21.5=0+1/2(9.8)(t)^2

did i do that right...

 

[Dark_Adonis]

sigh here's another one i thought i knew how to do but i ended up with the wrong answer.

A brick is dropped from the roof of a building. Twenty meters below the point of release is the top of a window. How long will it take the brick to pass in front of the window which is 21.5 m tall?

d=21.5 m
a=9.8m/s
vi=0
t=?
i used d=vit+1/2a(t)^2 formula so..

21.5=0+1/2(9.8)(t)^2

did i do that right...

I'm afraid you may not have. I suggest that instead you might take the v_i as the velocity of the brick at the point where the brick passes the top of the window. (d=20m) Then your equation would work, but I'm just an idiot...
I thought about this for a second and realized a simpler method would be to simply take the difference in times of d=20m and d=41.5m. (Use your original formula set up and solve for time when d=20m then solve when d=41.5, then find the difference)

 

[recon]

I don't like using formulae, and since I've not been taught more complicated kinematics at school yet, I'll do it the non-formulae way.

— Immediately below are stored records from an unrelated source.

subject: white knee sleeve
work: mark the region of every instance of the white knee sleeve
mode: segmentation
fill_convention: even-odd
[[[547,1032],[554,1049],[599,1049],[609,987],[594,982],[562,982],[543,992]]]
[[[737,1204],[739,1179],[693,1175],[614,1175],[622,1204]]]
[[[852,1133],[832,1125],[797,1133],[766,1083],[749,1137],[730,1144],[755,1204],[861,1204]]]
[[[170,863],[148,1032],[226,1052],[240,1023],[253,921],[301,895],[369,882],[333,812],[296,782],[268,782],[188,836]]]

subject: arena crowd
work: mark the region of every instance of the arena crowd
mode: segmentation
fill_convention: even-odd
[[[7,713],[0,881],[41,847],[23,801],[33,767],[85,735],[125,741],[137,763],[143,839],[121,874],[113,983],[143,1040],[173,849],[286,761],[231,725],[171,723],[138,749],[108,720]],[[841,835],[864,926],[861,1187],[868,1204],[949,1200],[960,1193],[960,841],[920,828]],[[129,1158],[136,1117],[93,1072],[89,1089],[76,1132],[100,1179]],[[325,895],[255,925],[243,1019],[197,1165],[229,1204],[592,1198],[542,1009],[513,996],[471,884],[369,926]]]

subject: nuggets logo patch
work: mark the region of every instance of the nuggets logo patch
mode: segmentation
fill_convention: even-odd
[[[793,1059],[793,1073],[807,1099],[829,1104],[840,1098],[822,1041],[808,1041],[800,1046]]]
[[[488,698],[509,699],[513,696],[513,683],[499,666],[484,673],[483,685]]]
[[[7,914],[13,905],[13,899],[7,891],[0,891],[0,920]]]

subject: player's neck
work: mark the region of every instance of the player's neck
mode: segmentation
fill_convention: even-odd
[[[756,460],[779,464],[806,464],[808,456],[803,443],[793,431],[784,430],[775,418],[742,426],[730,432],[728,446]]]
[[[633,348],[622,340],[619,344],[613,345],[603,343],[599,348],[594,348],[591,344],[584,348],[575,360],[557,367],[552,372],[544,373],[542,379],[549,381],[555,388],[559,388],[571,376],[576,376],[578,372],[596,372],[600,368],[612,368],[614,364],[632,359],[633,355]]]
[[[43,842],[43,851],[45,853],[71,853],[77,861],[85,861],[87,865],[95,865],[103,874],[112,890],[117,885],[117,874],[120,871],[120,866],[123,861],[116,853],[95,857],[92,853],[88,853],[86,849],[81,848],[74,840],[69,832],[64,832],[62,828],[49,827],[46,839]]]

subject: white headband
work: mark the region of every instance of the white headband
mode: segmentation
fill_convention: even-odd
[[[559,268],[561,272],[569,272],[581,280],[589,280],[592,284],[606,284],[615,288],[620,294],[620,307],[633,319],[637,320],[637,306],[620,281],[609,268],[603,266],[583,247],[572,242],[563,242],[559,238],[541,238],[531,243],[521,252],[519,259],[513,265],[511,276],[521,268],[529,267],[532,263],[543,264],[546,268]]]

The brick has initial velocity of 0 m/s. When dropped, it accelerates towards the ground at 9.8 m/s^2. We want to find its velocity at the point where it reaches the top of the window. Visualise a velocity-time graph in your head. From the point of origin, you can draw a line that has gradient 9.8. We want to calculate just how far we can draw the line before the area underneath the line is 20m. Let's call the time needed to travel this distance t₁. Then the velocity at this point will be 9.8t₁. The area underneath the line is 1/2 x 9.8t₁ x t₁ = (9.8t₁ ^2)/2.

So,
9.8t₁ ^2 = 40
t₁ = 2.020305089

Use the same method to determine the time taken for the brick to pass through both the 20 m before reaching the window and the height of the window itself (21.5m) which has a total distance of 41.5m. Call this time t₂. Minus t₁ from t₂, and you'll have your answer.

 

[JasonRox]

I hate graphs. They are very annoying.

I'll plot them, but I just hate those who ask plot the following when x equals:

.9
.99
.999
.9999
1.1
1.01
1.001


It never ends!

 

[saiyajin822]

WOW i mistyped the question, I am really sorry about that. the window is actually 1.5 m high. This is what the real problem should say:

A brick is dropped from the roof of a building. Twenty meters below the point of release is the top of a window. How long will it take the brick to pass in front of the window which is 1.5 m tall?

again,sorry

by the way, i did it the way u said but i don't understand why we would take the difference of using 20m and 21.5m.

 

[recon]

I hate graphs. They are very annoying.

I'll plot them, but I just hate those who ask plot the following when x equals:

.9
.99
.999
.9999
1.1
1.01
1.001


It never ends!

I did not say 'plot a graph'. I said visualise the graph in your head, and you'll be able to solve the problem.

 

[recon]

WOW i mistyped the question, I am really sorry about that. the window is actually 1.5 m high. This is what the real problem should say:

A brick is dropped from the roof of a building. Twenty meters below the point of release is the top of a window. How long will it take the brick to pass in front of the window which is 1.5 m tall?

again,sorry

by the way, i did it the way u said but i don't understand why we would take the difference of using 20m and 21.5m.

Even though the value has now changed, the method used in solving the question remains the same. Hence, if you understood my method for solving the initial problem, you should be able to tweak it to work for this problem as well.

In your original question, t₁ is the time taken to fall from the roof to the top of the window. t₂ is the time taken to fall from the roof to the bottom of the window. Hence to find the time taken to fall from the top of the window to the bottom of the window, you need to find the difference between t₁ and t₂.